Tel que décrit ci-dessus ce conditionnement social suffit-il à procurer au futur citoyen le savoir, le savoir-faire et le savoir-être qui seront utiles à lui-même et à la société? Suffit-il à faire des adultes bien dans leur corps, adaptés à leur milieu et capables d’exercer leur libre arbitre? Le conditionnement social est une étape indispensable mais il n’est pas suffisant. Au stade du tri des acquis, après ceux de l’identification et de l’opposition, l’émancipation doit compléter le conditionnement social. Il convient alors pour la personne éduquée de rejeter ce qui ne lui paraît pas éthique, moral ou légitime, de douter de ce qu’elle ne peut établir comme vrai, et de mettre en oeuvre les fruits du conditionnement social, non du fait du conditionnement mais parce qu’elle les a reconnus comme bons pour elle-même et pour la société.

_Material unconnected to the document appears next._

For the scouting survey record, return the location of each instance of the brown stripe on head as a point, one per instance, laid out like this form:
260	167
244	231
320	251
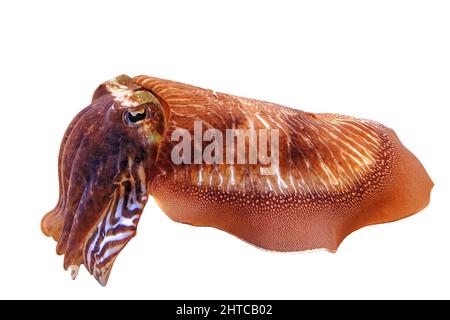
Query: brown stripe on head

Le conditionnement social ne peut être qu’une étape avant validation par la personne et il peut comporter en lui-même des objectifs d’émancipation. L’éducation peut donc être « autre chose » si les éducateurs reconnaissent la nécessité de la remise en question des acquis du conditionnement, d’entraîner à l’esprit critique, s’ils concourent à faire prendre conscience de ce qu’est le libre arbitre, cette faculté de penser par soi-même et d’agir selon ses convictions. Dépendant de l’ensemble des éducateurs, l’Ecole y participe, par exemple en faisant prendre conscience des responsabilités du citoyen dans les cours d’éducation civique et par l’enseignement de la philosophie. Le résultat du conditionnement social n’est pas un état immuable, il n’est pas définitif et il est possible de se déconditionner tant qu’on a la capacité d’analyser et la volonté de changer. L’apprentissage du libre arbitre est tout aussi indispensable que le conditionnement pour sortir l’enfant de son déterminisme social. Il est aussi nécessaire à l’évolution et au progrès social.